De invloed van teamdynamiek op zelfverwonding

Cornelia de Lange en zelfverwonding

Zelfverwonding bij verstandelijke beperking

 

Typen factoren bij zelfverwonding

Er zijn te veel mogelijke factoren om uitputtend op te sommen. De volgende categorieën van factoren helpen om meer grip te krijgen op de concrete situatie van de cliënt en zijn ondersteunend om een verandering te bewerkstelligen.

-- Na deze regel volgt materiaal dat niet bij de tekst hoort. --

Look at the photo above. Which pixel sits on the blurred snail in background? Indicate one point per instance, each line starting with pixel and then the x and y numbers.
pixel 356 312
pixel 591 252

Oorzakelijke en in stand houdende factoren

Een natuurlijke reactie bij het zoeken naar een verklaring is om te zoeken naar oorzakelijke factoren. Dat zijn factoren die direct leiden tot het zelfverwondende gedrag. Oorpijn - die met het op de oren slaan wordt overstemd - is hier een voorbeeld van. Maar ook onderstimulering, angst en frustratie kunnen zelfverwonding veroorzaken.

Daarnaast zijn er factoren die de zelfverwonding kunnen versterken of in stand houden. Zonder een andere oorzaak ‘doen’ deze niet veel, maar als er ook een directe oorzaak is, kan de zelfverwonding verergeren. Denk aan verschillende reacties van teamleden op het gedrag: de ene begeleider ziet het als onmacht (en biedt nabijheid) en de andere begeleider ziet het als manipulatie (en spreekt de cliënt bestraffend toe). De verschillende reacties zijn verwarrend voor de cliënt en kunnen de zelfverwonding verergeren.

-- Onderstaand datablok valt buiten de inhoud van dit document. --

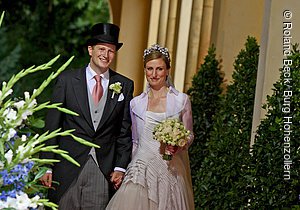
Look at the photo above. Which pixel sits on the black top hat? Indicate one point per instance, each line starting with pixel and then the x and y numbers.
pixel 105 33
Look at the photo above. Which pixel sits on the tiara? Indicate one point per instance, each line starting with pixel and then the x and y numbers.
pixel 157 48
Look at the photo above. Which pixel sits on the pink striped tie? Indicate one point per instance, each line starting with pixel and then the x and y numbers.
pixel 97 90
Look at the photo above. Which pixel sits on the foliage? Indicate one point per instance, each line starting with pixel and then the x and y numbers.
pixel 277 143
pixel 205 98
pixel 20 167
pixel 43 29
pixel 222 177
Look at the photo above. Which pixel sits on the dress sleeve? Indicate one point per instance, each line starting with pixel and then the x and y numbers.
pixel 187 119
pixel 134 130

Factoren die zelfverwonding tegengaan

Factoren kunnen ook positief werken en een protectieve invloed hebben. Denk aan een hechte band met een ouder of begeleider. Of aan een overzichtelijk dagprogramma. Deze factoren werken het ontstaan of voortbestaan van zelfverwonding juist tegen.

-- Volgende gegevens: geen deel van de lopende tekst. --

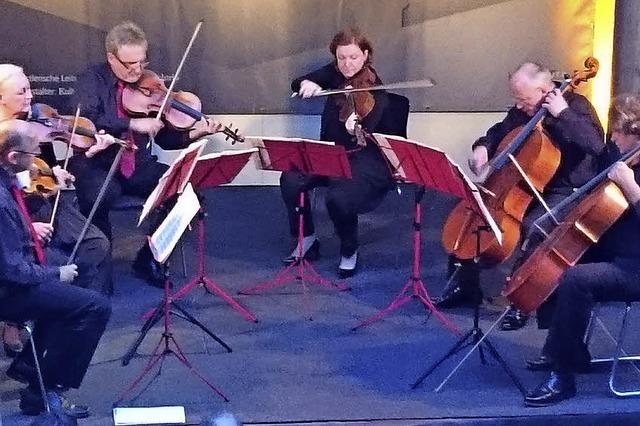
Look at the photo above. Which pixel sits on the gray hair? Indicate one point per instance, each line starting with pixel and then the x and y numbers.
pixel 122 34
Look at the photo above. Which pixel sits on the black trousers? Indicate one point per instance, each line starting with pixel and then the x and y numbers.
pixel 468 276
pixel 94 252
pixel 69 322
pixel 95 267
pixel 345 199
pixel 89 180
pixel 579 288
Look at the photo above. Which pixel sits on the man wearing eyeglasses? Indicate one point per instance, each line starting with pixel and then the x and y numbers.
pixel 99 92
pixel 69 320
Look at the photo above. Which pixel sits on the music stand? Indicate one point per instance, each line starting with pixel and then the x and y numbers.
pixel 173 181
pixel 210 171
pixel 167 236
pixel 432 168
pixel 309 157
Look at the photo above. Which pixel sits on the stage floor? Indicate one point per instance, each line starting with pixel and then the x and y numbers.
pixel 288 369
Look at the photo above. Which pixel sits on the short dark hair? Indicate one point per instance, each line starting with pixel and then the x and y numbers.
pixel 348 36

Factoren in persoon en context

Probleemgedrag is geen persoonskenmerk

Natuurlijk liggen er oorzakelijke, in stand houdende en ook protectieve factoren in de persoon zelf. De verstandelijke beperking, een ziekte, pijn; het zijn factoren die uiteindelijk (mede) kunnen leiden tot zelfverwonding. Daarnaast zijn er ook contextuele factoren die een rol spelen. Denk aan: onderbezetting van het begeleidende team, waardoor er onvoldoende aandacht is voor de cliënt, of personeelsverloop waardoor er geen mensen meer zijn die de cliënt goed kennen. Andere voorbeelden zijn: een rumoerige ruimte waardoor de cliënt overprikkeld raakt of gebrek aan kennis over de emotionele ontwikkeling, waardoor de cliënt overvraagd wordt. Belangrijk is om die persoonsgebonden en contextuele factoren te vinden die helpen de zelfverwonding van de cliënt beter te begrijpen.